Copathology is an important factor in the multifaceted and heterogeneous course of AD [2]. However, coexistence does not imply causality, nor does it necessarily reflect the existence of a mechanistic link between the two processes. In the present work we addressed the role of VRFs to disentangle their effects on AD-specific neurobiological changes, BBB permeability and cognitive decline according to age of onset.

Age of onset moderates the effects of vascular risk factors on AD biomarkers and blood-brain-barrier permeability

As a composite score, VS reflects a holistic view of how cumulative VRFs affect vascular health and has recently been applied to investigate the relationship between vascular risk and AD biomarkers [24]. In our cohort, some of the VRFs (Hypertension, Smoke, DM type 2 and Dyslipidemia) contributed more to the total VS than others, but overall the entity of their impact was similar across all groups regardless of age of onset.

Considering cumulative vascular risk, we first found that in our cohort VS was not associated with AD neuropathological burden as measured by CSF p-tau/Aβ42 [25], regardless of age of onset. On the other hand, higher VS was associated with higher CSF levels of t-tau, reflecting greater neuronal damage, in both the extreme ages of onset (EOAD and vLOAD) but not in cLOAD.

Other previous studies reported that vascular health has a significant impact on neurodegeneration but not on amyloid deposition [26]. Our results add new and interesting insights on how this impact could be modified by the age of onset, hinting at the presence of different age-dependent susceptibility to neurodegeneration, likely sustained by distinguished drivers of vulnerability or better resilience to vascular injuries in each group. At raw data observation, EOAD and vLOAD seem to share a positive association between VRFs and CSF t-tau levels. In EOAD, this could reflect the failure to bring into play defensive strategies against disease progression, due to accentuated vulnerability.

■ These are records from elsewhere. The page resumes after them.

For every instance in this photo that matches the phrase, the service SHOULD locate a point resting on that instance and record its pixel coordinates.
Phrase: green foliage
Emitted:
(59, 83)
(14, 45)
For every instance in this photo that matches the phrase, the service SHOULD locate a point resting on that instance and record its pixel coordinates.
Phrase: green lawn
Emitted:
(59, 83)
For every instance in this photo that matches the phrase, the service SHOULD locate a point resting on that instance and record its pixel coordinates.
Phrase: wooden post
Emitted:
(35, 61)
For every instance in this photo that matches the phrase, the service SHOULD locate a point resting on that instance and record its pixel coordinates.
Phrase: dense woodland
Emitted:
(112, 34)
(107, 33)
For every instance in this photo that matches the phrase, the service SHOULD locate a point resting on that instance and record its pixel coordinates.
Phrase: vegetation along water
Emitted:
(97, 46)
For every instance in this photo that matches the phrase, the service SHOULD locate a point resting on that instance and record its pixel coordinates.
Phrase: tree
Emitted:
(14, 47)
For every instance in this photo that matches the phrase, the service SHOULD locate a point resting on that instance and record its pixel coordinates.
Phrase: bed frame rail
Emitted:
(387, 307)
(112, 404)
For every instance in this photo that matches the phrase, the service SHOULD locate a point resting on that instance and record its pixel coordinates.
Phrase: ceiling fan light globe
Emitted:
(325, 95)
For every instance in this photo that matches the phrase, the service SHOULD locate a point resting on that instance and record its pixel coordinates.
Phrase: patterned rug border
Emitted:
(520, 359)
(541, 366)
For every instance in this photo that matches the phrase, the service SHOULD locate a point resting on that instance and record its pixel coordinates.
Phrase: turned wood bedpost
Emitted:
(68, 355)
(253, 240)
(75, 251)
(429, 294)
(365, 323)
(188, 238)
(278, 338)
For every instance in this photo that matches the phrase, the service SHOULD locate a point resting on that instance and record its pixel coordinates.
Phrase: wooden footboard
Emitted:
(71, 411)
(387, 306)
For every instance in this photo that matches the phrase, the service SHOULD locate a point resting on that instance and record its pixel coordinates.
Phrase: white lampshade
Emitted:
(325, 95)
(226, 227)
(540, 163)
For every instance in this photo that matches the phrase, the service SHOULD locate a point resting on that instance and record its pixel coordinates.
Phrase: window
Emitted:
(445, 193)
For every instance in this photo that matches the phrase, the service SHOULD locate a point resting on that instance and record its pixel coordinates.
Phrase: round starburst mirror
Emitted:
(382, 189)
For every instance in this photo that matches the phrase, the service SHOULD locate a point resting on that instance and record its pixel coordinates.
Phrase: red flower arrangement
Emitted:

Notably, individuals with EOAD often have shorter relative survival time and steeper cognitive decline [27], supported by a greater pathological burden [28]. Moreover, since AD neurobiological changes start developing up to 20 years before symptoms onset [29], it is interesting to speculate that the earlier clinical debut in EOAD could be at least partly driven by this less resilience to damage accumulation. Indeed, a more damaged brain could be more vulnerable to the presence of aggravating external factors, such as VRFs, or, from an opposite point of view, the advent of VRFs themselves could alter homeostasis and precipitate the AD cascade toward the development of clinical symptoms. Conversely, aging is a well-known risk factor for both AD and VRFs, and findings of a different impact of midlife vs. late-life VRFs on AD biological changes has been reported in older cognitively unimpaired subjects [20, 30]. In this study, we highlight that increasing age-related frailty could have additive damaging effects, boosting vulnerability to VRFs in LOAD, which is reflected in the presence of an association between VS and CSF t-tau only in vLOAD but not in cLOAD.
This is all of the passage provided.